Coding can be further broken down into structural dimensions:
Syntactic elements, such as headlines or captions, which signal how the story should be read;
Scripture, referring to how narrative structure guides the reader’s understanding;
Rhetorical devices like metaphors, anecdotes, or visuals that introduce persuasive cues;
Thematic markers that define the topic and perspective;
Intertextual cues, which situate the article within broader discourses or prior coverage.
Frames such as episodic, thematic, conflict, social responsibility, First Amendment, and disruption/crime are identified using inductive reasoning. These frames highlight how coverage may slant the presentation of information—for instance, emphasizing isolated events (episodic) versus systemic issues (thematic), or positioning protestors as threats (conflict/disruption) versus civic actors (social responsibility/First Amendment).
Example of Reasoning Devices
Each frame is operationalized through reasoning devices. For example, within a conflict frame:
Problem definition might portray activists as exaggerating an issue (Protest Paradigm),
Context may suggest protests are unfair disruptions to learning (Campus-Centric),
Source of the problem may be permissive institutions,
Responsibility placed on school administration, and
Solution offered as creating alternate forms of expression.
These interpretations emerge after a close reading of the articles, flagged in PDFs using tools like Adobe Acrobat. Qualitative coding can also track whose voices are amplified across sources and events. This ties back into selection. Salience can be observed with how these statements are weighted in the text.

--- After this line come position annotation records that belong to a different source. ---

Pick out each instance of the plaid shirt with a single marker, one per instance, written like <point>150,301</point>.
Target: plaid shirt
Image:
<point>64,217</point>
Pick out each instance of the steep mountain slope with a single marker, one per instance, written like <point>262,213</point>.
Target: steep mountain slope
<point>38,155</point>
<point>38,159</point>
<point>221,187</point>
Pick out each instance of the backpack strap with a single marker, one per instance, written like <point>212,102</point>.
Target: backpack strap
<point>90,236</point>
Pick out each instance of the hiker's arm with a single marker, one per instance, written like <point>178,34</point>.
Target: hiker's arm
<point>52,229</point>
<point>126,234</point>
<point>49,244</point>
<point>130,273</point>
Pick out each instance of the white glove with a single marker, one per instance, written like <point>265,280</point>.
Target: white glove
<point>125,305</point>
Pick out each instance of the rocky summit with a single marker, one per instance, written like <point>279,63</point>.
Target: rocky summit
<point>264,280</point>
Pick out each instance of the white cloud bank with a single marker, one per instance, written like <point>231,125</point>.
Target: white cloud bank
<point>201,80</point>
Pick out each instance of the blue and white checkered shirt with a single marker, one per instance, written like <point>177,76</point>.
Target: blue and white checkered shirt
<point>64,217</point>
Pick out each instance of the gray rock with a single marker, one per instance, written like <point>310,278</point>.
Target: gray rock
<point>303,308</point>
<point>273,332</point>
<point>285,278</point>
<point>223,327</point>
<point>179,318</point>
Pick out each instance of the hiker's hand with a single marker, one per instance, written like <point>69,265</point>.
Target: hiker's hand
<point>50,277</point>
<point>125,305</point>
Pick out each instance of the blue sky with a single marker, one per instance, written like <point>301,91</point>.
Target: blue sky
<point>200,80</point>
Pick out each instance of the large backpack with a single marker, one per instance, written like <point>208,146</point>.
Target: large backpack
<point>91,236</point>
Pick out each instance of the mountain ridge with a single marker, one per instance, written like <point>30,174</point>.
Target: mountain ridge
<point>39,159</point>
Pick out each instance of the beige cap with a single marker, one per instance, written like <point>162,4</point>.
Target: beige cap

Further indicators of a journalistic frame include whether the article references other protest events (on-campus, local, or national), whether protestor demands are directly addressed, and how responsibility for the event and its resolution is assigned. The overall tone of an article can be coded as positive (democracy in action), neutral (disseminator role), or negative (focus on disruption) to offer a comprehensive understanding of how protests are constructed in media narratives.
Application
I found myself limited in fully developing a code to use at a larger scale, but went through some initial sources to test out my ideas. I hope to pursue this method in future research endeavors.